Gradual Domain Adaptation via Normalizing Flows
Shogo Sagawa, Hideitsu Hino
TL;DR
The paper tackles unsupervised domain adaptation under large source–target gaps where gradual self-training is ineffective due to few intermediate domains. It introduces a continuous normalizing flow framework that learns a continuous transformation from the target distribution toward a Gaussian mixture via the source domain, enabling gradual shifts without self-training. The approach combines CNFs with non-parametric log-likelihood estimation, a Gaussian mixture base, and a theoretical bound linking domain transport to target risk; experiments show improved performance and the ability to generate synthetic intermediate domains.
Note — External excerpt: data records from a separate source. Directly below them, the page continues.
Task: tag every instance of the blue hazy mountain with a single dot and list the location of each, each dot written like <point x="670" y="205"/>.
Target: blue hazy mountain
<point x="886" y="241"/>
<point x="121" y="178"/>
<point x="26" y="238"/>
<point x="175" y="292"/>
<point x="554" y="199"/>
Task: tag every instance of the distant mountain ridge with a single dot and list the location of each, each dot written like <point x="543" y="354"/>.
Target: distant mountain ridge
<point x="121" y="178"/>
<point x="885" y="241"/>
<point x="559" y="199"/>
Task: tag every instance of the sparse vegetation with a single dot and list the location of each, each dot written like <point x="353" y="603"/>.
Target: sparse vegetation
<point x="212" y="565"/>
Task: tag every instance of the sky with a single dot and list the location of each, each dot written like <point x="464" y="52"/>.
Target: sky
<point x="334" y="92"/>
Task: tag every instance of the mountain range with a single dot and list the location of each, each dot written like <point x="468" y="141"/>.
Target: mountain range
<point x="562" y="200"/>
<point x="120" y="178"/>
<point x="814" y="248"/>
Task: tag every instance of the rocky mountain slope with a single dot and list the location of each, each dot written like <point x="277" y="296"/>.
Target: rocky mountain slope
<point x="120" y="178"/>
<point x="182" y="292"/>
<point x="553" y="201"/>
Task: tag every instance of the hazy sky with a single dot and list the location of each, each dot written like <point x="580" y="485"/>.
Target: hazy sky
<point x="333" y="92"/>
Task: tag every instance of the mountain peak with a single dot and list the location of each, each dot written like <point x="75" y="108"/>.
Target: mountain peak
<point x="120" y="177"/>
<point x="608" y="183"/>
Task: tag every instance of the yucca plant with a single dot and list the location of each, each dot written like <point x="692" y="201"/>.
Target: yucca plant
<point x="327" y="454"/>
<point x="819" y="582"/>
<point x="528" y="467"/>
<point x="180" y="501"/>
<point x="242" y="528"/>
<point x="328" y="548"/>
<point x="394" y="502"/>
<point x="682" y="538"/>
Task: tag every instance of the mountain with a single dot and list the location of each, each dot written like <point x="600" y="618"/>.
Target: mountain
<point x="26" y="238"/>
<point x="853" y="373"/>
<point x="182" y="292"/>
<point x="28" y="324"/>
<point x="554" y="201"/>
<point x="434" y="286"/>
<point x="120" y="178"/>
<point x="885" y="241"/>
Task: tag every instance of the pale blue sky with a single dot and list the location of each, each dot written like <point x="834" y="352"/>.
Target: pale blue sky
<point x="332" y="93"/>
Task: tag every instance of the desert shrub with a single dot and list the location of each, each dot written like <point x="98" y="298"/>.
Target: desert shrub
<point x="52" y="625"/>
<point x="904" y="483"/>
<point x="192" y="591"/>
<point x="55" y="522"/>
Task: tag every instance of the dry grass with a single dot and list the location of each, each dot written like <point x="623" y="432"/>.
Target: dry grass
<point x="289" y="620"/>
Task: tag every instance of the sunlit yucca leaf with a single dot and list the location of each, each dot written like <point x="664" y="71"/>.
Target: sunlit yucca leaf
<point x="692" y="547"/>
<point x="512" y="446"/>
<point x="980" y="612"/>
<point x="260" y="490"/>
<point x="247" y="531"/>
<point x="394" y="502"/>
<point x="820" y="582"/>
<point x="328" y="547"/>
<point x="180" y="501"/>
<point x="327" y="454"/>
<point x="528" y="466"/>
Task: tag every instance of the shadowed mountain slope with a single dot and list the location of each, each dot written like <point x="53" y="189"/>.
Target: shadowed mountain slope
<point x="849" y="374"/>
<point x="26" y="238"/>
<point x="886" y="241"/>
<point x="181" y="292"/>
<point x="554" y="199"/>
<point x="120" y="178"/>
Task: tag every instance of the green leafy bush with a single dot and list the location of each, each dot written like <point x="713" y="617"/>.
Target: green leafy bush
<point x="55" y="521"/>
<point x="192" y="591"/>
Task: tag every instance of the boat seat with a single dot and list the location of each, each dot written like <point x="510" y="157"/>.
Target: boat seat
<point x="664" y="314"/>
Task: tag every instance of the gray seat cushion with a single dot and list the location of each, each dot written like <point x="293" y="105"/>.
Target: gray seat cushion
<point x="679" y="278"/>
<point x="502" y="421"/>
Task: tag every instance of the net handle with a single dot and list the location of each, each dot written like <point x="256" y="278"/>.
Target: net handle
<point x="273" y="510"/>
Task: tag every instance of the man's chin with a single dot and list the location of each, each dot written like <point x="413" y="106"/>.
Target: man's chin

This method offers a scalable, theoretically grounded alternative to self-training in challenging domain-shift settings, with practical implications for real-world tasks exhibiting substantial domain gaps.
Abstract
Standard domain adaptation methods do not work well when a large gap exists between the source and target domains. Gradual domain adaptation is one of the approaches used to address the problem. It involves leveraging the intermediate domain, which gradually shifts from the source domain to the target domain. In previous work, it is assumed that the number of intermediate domains is large and the distance between adjacent domains is small; hence, the gradual domain adaptation algorithm, involving self-training with unlabeled datasets, is applicable. In practice, however, gradual self-training will fail because the number of intermediate domains is limited and the distance between adjacent domains is large. We propose the use of normalizing flows to deal with this problem while maintaining the framework of unsupervised domain adaptation. The proposed method learns a transformation from the distribution of the target domain to the Gaussian mixture distribution via the source domain. We evaluate our proposed method by experiments using real-world datasets and confirm that it mitigates the above-explained problem and improves the classification performance.